Ülkemizi hayal ettiğimiz ve özlemini duyduğumuz çağdaş bir toplum haline getirebilmek, çocuklarımızı en iyi şekilde yetiştirebilmemize bağlıdır. Ülkemizde son zamanlarda yaşanan bütün sosyal sorunlara rağmen, önemli bir toplumsal özelliğimiz rahatlıkla bu sorunların üstesinden gelebileceğimiz gerçeğini bize sunmaktadır. Bu gerçek genç bir nüfus yapısına sahip olmamızdır. Çocuk nüfusumuz birçok Avrupa ülkesinin toplam nüfusundan bile fazladır. Bugün ülkemizde 0-18 yaş arasındaki çocuklarımızın ve gençlerimizin toplamı yaklaşık 30 milyon civarındadır.
Ülkemizin sosyal ve ekonomik açıdan gelişmesini, daha iyi ve güzele doğru gitmesini istiyorsak, bunun anahtarı en iyi şekilde eğitim almış genç bir nüfusu oluşturabilmektir. Çünkü günümüzde her alanda yaşanan hızlı gelişmelere belirli bir yaşın üzerindeki insanların uyum sağlayabilmesi oldukça zordur. Ancak çocuk ve gençlerle başarı şansınız yüzde yüze yakındır. Bugün Avrupa birliğinin en önemli sorunlarının başında yaşlılık gelmektedir. Avrupa ülkelerinin birçoğunda nüfus artış hızı durmakla kalmamış doğum oranı toplumu yenileyebilme oranının bile altında seyretmeye başlamıştır.
Bütün veriler göstermektedir ki önümüzdeki 20 yıl içerisinde AB ülkeleri içerisinde en genç ve en eğitimli nüfusa sahip olabilme şansımız bulunmaktadır. Ülkemizde yapılması gerekli olan en önemli şey hızlı bir şekilde eğitime yatırım yapma seferberliği başlatmaktır.
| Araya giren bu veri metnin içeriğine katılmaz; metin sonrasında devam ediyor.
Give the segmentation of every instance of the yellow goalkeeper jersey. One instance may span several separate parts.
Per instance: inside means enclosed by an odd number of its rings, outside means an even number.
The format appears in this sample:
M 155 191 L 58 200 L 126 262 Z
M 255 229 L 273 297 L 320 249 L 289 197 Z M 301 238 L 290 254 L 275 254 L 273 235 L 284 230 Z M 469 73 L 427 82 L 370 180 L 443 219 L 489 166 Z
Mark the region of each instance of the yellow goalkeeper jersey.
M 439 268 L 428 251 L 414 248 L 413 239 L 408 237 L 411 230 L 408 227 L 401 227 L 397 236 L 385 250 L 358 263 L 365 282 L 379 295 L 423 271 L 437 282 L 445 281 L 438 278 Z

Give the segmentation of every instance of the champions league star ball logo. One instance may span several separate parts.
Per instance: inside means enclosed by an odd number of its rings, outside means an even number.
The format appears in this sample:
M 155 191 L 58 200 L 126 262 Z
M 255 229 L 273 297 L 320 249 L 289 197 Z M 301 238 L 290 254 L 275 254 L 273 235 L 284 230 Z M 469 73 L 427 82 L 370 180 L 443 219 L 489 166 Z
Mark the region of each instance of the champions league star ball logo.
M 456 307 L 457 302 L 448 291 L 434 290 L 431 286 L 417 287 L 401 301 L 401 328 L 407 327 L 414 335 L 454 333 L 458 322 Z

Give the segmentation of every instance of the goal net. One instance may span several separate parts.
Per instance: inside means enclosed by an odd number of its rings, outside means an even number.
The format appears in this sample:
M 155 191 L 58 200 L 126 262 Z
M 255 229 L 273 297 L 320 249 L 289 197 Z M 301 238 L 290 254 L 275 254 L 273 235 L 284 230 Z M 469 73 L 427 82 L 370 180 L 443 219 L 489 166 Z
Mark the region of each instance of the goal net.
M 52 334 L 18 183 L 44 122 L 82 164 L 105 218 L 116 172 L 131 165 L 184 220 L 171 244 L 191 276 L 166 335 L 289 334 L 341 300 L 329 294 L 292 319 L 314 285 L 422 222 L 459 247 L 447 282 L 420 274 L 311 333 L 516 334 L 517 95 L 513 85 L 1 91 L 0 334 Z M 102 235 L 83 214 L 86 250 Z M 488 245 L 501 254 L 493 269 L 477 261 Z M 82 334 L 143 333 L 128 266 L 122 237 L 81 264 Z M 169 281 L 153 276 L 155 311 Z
Çünkü eğitimli genç bir nüfusa sahip olmayı başarabilirsek, önümüzdeki süreçte yalnız Avrupa Birliğinin değil, bütün Dünyanın en gelişmiş ülkelerden birisi olabilme şansına sahip olabiliriz.
Sadece sorunları tespit üzerinde yoğunlaşmak ve çözüm yolları geliştirememek karamsarlığa ve başarısızlığa yol açabilmektedir. Unutulmamalıdır ki her sorun beraberinde fırsatları da getirmektedir. Olumsuz bir bakış açısıyla bakacak olursak 30 milyon çocuğumuzun eğitimi ve istihdamı ülkemiz açısından önemli bir sorun oluşturmaktadır diyebiliriz. Ancak demografik veriler ışığında Avrupa Birliği ülkelerinin nüfus yapılarına da bakacak olursak, bu durumun önemli bir avantaj yaratabileceği göz ardı edilmemelidir.
Her yıl ulusal bağımsızlığımızın sembolü olarak 19 Mayıs Gençlik ve Spor Bayramını kutlamaktayız. M. Kemal Atatürk bu özel günü gençlerimize armağan etmiş ve çağdaş Türkiye’ye kavuşmanın anahtarının gençler olduğunu göstermiştir. Öyleyse bizlere düşen en temel görev de çocuklarımızı ve gençlerimizi dünyadaki en eğitimli insanlar durumuna getirebilmenin çabasını vermektir. Ülke olarak buna inanır ve gereken ilgi ve desteği gösterirsek önümüzdeki 20 yıl içerisinde Türkiye’nin bugünkünden çok çok farklı bir ülke konumuna geleceğini söylemek hayal değil gerçek olacaktır.
Sonuç olarak önümüzdeki süreçte kaçırılmaması gereken büyük bir fırsat bulunmaktadır. Başarılı insanlar ve mutlu bir Türkiye istiyorsak, ülkemiz insanı için yıllık kişi başı 30.000 doların bile üzerinde milli gelir elde etmek istiyorsak, bilgi teknolojisinde öncü olmak istiyorsak, uzay yarışında önlerde olmak istiyorsak ve bütün bunlara ulaşmak istiyorsak anahtarın çocuklarımız ve gençlerimiz  olduğunu lütfen bir kez daha hatırlayalım.